As I sat under the dull sky of the autumn, staring at my husband and my child, crying quietly into their arms, I tried to paint that image into my mind to keep with me forever, for I would never know when would be the last.

♡♡♡

Our lives changed drastically since then. Sung Gyu had to go into a slow transition, changing the perks of his job to an amount that he could handle and we talked about the prospects of moving to a smaller house. Missus Lee who was heartbroken by the news offered to become a full time housekeeper and even a full time caregiver if she had to, and I too decided that it was time I moved on.

On the day that I stepped into his office for the very last time and handed in my resignation, Nam Woohyun looked at me with spite in his eyes. I hadn’t seen much of him after his ambiguous proposal that fell through, and ever since Sung Gyu’s diagnosis, I was on sick leave until I decided to resign.
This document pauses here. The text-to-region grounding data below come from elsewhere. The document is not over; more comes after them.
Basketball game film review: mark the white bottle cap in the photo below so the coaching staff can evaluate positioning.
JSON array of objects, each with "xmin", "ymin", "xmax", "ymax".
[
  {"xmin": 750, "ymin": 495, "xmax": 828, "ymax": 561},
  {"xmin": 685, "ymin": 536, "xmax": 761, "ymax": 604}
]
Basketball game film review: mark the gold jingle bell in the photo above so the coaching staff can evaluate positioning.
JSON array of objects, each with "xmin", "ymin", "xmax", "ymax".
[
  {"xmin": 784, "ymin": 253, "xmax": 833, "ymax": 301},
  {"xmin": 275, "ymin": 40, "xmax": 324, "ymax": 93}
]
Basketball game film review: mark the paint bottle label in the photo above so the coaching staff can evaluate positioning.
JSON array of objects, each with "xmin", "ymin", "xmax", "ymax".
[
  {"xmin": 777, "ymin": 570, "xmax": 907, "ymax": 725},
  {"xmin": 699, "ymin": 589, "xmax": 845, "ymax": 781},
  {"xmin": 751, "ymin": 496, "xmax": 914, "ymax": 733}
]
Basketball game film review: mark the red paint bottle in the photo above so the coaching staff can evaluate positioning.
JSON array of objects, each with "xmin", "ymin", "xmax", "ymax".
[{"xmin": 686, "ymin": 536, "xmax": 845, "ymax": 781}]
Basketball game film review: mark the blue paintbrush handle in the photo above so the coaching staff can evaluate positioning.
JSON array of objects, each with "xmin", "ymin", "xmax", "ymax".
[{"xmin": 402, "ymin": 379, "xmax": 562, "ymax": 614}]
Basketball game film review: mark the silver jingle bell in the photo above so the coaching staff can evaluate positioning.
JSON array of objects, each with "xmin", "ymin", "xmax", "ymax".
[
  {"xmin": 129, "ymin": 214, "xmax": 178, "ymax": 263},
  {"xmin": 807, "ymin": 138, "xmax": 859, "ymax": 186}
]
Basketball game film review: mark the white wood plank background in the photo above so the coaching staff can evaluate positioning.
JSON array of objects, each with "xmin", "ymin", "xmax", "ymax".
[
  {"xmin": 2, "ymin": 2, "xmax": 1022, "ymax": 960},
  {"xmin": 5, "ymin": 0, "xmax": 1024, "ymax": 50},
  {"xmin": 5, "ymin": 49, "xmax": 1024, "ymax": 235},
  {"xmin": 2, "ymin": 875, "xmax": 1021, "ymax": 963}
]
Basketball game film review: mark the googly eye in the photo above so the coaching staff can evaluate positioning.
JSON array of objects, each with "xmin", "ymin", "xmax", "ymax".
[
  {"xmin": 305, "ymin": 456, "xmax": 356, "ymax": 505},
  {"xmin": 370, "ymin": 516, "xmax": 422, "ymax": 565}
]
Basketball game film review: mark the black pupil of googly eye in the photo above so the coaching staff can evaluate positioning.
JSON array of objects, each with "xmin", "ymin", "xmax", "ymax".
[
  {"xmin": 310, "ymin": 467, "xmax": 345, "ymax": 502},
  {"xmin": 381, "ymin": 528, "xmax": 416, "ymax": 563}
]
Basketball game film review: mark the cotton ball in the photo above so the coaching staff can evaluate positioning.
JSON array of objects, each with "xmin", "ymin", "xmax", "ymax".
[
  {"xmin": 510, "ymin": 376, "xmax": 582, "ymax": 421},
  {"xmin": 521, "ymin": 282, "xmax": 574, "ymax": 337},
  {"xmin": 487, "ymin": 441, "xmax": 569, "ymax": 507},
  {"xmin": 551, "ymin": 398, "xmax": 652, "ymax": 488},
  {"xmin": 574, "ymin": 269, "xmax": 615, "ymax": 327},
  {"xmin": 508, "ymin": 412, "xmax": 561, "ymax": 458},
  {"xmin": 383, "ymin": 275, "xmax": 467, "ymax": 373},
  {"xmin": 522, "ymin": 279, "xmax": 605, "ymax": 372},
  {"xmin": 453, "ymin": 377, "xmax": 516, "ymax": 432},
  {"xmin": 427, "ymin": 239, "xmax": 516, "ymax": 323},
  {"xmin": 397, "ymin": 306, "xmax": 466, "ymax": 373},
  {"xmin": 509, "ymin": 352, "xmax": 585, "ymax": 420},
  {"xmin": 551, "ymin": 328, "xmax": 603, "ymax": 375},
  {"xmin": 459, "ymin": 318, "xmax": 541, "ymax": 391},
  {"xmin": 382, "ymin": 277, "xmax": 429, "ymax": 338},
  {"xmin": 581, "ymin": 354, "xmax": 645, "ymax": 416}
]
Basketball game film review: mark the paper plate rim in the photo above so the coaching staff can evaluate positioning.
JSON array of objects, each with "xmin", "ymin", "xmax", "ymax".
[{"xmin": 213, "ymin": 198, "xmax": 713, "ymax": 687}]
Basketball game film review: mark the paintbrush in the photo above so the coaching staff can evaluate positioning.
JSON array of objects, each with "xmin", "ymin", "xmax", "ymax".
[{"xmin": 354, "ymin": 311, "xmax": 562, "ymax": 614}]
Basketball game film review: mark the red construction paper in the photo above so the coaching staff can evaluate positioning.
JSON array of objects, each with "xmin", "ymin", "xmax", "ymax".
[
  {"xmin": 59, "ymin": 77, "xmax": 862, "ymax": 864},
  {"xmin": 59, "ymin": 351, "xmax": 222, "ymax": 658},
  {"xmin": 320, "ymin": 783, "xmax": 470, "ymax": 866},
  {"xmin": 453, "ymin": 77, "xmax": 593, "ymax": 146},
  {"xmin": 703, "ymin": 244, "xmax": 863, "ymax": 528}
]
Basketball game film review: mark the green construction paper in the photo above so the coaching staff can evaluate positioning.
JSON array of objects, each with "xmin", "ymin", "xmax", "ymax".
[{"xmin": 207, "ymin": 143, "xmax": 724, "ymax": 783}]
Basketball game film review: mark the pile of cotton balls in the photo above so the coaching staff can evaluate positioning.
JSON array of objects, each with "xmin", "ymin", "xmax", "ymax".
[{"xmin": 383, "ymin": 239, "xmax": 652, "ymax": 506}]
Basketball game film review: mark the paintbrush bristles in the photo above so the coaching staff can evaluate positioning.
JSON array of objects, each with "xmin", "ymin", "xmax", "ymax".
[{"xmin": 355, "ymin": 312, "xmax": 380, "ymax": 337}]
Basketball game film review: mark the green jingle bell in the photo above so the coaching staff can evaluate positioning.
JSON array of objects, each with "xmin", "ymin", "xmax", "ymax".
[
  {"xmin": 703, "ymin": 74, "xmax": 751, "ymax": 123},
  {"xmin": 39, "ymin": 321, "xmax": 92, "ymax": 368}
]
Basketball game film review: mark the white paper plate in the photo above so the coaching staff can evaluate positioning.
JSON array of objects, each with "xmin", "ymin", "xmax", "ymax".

There was no possibility of me working alongside my ex-lover, remembering and remorsing the gravest mistake of my life. It was the most sensible way.

He accepted it, nonetheless, and asked me how things were; not in the way that he would have asked as Nam Woohyun-my lover, but simply as Nam Woohyun the chief editor. I told him  the truth. My husband was diagnosed with Alzheimer's disease. 

“Alzheimer’s disease?” Woohyun echoed, repeating the words as if it was an alien concept. “But he’s still young, isn’t he?”

I nodded  thickly, staring at the ground. “Early onset, coming from the family”

“It means he might be passing it to his children too” 

We already knew this as well, and prayed to god it hasn’t gone on to our only child. I said nothing, nor did Woohyun for a long time.

“And you’re alright with that?” He asked me. I lifted my head.

“He’s my husband”

“Yes, but he soon wouldn’t be” He went on, slowly transitioning into Nam Woohyun-the ex lover. “You know what would happen, right? He would wouldn’t remember how to do the most basic things let alone remember Yulhee or you”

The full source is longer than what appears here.